# Tomato crisis!



## NancyB (Jun 17, 2015)

I'm growing one Roma tomato in a pot (the rest in GrowBoxes) that has had blossom rot from the get-go. But the tomatoes are also ripening too quickly--they're the shape of Romas, but the size of grape tomatoes. For the rot, I've tried a "miracle" spray a friend gave me (no label but directions: spray blossoms, three times, five to seven days between), bone meal, moving the plant out of partial shade. None of it has worked. For the ripening problem, I have no clue.
Any advice?


----------



## VGAdmin (May 24, 2012)

NancyB said:


> I'm growing one Roma tomato in a pot (the rest in GrowBoxes) that has had blossom rot from the get-go. But the tomatoes are also ripening too quickly--they're the shape of Romas, but the size of grape tomatoes. For the rot, I've tried a "miracle" spray a friend gave me (no label but directions: spray blossoms, three times, five to seven days between), bone meal, moving the plant out of partial shade. None of it has worked.

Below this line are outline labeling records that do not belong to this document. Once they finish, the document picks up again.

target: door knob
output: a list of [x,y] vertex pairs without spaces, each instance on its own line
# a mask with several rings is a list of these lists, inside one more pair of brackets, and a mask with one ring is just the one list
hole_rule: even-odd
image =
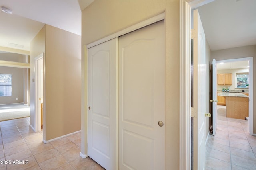
[[212,115],[211,115],[210,113],[205,113],[205,114],[204,114],[204,115],[205,116],[207,116],[207,117],[210,117],[212,116]]
[[213,102],[218,102],[218,100],[210,100],[210,101]]
[[158,125],[160,127],[162,127],[164,125],[164,123],[162,121],[158,121]]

For the ripening problem, I have no clue.
> Any advice?


Have you checked out this article?
http://www.veggiegardener.com/avoiding-blossom-end-rot-in-the-veggie-garden/


----------



## Shannon (Jun 22, 2012)

For the rot issues, try putting powdered milk and Epsom salt in the hole when you plant your tomato seedlings.


----------



## Chaman (Jul 13, 2015)

Select Yogurt and milk having Calcium and vitamin-D. Add one cup of yogurt to 3 cups of milk and churn it to make uniform liquid.Feed this liquid to plants every day for few days.I hope this will help to solve the problems.


----------